LEARNING HOW OUR CHILDHOOD CAN INFORM OUR CURRENT PATTERNS THROUGH NASHVILLE INDIVIDUAL THERAPY
As overstated as it may be that individual counseling in Nashville will ultimately bring people back to their childhoods, it is still quite important to unpack. It is never a necessity that individuals in counseling need to go back and understand their past. For some people in therapy, this may never happen. But most theories of personality and development underscore that the means by which we adopted certain methods for moving through daily life were set in place by as early as two years old. For many individuals in counseling, this is not relevant to their understanding of pain and frustration at their current life predicaments. All people know is that they are suffering and they want it to stop.
There are very good individual therapists in Nashville who believe that the most gracious way of understanding our current setbacks is to explore how we came to employ these patterns that we enact on a daily basis. Different people react in different ways to different stimuli. For example, when a certain person feels hurt, they will retreat and shut down. Another person, when hurt, may fire back with anger and insults at the person who hurt them. Another person, when feeling hurt, may take all the blame on themselves for “causing” the other person to do something harmful to them. There are countless other examples, but there are almost always patterns.

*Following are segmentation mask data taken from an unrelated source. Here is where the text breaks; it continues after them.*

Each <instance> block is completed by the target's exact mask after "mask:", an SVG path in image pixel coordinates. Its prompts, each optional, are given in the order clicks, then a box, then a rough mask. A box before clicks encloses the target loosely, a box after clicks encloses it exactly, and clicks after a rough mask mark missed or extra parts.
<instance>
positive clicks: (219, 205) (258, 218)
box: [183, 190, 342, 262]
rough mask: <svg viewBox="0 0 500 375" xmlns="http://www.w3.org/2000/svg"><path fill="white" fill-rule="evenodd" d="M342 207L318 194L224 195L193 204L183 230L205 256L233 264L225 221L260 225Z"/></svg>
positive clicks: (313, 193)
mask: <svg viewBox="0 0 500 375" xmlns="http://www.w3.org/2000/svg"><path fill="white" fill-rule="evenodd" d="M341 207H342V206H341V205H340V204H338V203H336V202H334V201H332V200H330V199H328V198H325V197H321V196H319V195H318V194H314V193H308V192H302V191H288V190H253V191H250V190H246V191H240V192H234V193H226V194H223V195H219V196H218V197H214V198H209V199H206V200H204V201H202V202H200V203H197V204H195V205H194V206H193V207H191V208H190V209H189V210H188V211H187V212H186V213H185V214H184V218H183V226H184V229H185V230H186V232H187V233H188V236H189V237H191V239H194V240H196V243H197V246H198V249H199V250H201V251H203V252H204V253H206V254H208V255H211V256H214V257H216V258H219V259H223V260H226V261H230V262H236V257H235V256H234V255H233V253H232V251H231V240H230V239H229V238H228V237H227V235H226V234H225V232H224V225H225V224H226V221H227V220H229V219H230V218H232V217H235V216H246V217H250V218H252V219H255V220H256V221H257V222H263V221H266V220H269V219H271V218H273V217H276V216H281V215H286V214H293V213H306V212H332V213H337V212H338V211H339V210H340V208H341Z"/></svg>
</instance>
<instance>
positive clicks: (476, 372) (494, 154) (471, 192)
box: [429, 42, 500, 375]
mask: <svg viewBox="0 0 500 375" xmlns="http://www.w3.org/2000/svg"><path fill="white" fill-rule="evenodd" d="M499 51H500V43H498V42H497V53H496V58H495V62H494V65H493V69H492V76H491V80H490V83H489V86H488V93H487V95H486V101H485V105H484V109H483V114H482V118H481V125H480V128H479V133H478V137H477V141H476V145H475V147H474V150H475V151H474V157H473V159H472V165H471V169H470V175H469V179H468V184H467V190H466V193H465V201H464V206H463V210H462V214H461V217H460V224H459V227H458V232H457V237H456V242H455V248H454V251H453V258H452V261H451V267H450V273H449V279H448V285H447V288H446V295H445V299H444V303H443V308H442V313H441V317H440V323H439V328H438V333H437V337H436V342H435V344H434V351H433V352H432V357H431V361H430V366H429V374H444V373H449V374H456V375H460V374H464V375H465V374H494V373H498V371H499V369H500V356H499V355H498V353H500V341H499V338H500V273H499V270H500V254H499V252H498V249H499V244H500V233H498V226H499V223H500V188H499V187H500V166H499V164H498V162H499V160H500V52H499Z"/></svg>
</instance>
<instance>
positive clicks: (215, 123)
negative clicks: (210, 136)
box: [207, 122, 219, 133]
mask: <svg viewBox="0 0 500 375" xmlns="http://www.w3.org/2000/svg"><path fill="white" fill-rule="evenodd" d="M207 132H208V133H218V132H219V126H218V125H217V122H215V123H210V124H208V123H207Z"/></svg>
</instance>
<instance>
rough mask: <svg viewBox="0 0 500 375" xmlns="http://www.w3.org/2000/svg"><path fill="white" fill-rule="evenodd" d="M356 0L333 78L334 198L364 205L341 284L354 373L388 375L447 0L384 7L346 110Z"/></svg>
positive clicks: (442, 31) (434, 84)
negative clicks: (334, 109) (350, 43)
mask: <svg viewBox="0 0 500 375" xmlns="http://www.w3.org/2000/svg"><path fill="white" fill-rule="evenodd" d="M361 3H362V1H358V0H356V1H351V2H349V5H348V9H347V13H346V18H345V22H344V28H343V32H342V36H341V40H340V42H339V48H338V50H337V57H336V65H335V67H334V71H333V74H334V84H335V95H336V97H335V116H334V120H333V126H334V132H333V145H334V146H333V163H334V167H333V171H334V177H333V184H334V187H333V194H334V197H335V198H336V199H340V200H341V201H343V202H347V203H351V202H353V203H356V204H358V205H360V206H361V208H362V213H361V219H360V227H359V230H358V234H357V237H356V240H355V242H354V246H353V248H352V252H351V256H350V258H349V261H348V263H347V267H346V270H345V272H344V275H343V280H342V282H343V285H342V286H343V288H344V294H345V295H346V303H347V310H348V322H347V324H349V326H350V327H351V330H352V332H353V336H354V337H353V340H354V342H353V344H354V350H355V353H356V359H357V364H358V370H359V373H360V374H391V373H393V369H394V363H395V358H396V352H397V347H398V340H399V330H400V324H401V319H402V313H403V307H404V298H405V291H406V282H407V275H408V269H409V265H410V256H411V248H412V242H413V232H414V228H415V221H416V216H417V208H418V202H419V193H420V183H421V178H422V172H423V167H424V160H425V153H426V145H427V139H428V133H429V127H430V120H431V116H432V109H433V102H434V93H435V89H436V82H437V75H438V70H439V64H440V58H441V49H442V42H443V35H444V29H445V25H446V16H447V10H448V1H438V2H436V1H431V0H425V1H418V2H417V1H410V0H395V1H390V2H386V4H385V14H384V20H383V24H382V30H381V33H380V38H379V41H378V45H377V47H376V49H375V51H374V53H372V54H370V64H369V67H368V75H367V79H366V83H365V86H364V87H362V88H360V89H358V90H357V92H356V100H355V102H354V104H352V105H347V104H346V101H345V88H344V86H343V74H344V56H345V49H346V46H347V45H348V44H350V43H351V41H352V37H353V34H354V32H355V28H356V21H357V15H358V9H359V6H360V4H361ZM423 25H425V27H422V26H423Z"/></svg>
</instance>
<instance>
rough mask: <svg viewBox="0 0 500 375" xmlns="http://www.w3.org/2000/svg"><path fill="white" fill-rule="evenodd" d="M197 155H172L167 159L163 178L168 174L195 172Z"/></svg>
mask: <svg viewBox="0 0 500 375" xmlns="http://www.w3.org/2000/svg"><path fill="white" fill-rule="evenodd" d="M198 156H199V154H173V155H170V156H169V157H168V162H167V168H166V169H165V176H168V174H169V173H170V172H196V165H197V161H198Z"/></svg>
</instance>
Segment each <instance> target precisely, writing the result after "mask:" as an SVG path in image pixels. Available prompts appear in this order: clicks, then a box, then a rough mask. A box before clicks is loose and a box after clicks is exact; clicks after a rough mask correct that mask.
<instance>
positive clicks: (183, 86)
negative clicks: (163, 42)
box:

Individual counseling in Nashville can be helpful in the beginning by simply showing people how they react in repetitive ways. This is not a bad thing! As humans, we need to create patterns of interacting with our environment, so that we can react more quickly and not be frozen in indecision. The reality for most people is that they learned certain patterns of interacting with their environment that gave them the best chance of surviving those situations. Not to belabor the point, but people don’t need to remember their childhood in order to have successful therapy sessions. The problem arises when a person begins to realize that their current patterns of reacting to situations is not the reaction that they would like to enact. For example, a friend bails on you for dinner and you react by saying to them, “It’s okay. Don’t worry about it. We can catch up another time.” Once you get out of their presence, you start to think, “What is wrong with me? Why do they keep bailing on me? Am I not fun to hang out with? It seems like people bail on me all the time.” Then you go and lay on your couch and stare at the ceiling, thinking of all the ways you are not fun to hang out with.
When a person comes to their individual counseling session in Nashville talking about how they are “no fun to be with,” it begs the question: Are they really not fun to be with? A good therapist in Nashville will also want to ask, “Is it really okay with you that your friend bailed on you?” Most people, in the scenario described above, wished they could say something different to their friend, but feel like, “I just can’t say anything different.” This is where the problem arises. The individual doesn’t like how they react to their friend, but feel powerless to do or say anything differently. This is where patterns and graciousness can come into contact.
Quality individual therapy in Nashville will ask people to wrestle with this question: Where did you learn to feel that you couldn’t do anything differently? And the next question will follow: What stops you from saying or doing something differently? Often, it is these questions that will require a person to think outside of their currently held assumptions about themselves and their environment. People don’t need to go back to their childhood to engage these questions. They definitely don’t have to. There is usually enough current information from their daily life to help a person think and act differently. But almost always, a person will have to go back to some point in the past, even if it is just last week, to realize that their responses have histories and those histories have repetitions.
If you are looking for good individual counseling in Nashville, TN, because you feel stuck in certain unhealthy patterns, then there are many qualified individual counselors in Nashville to help you with your needs. Chris Roberts at Two Trees Counseling Nashville can assist you in finding the right therapist for you to help you get moving and feel healthy again.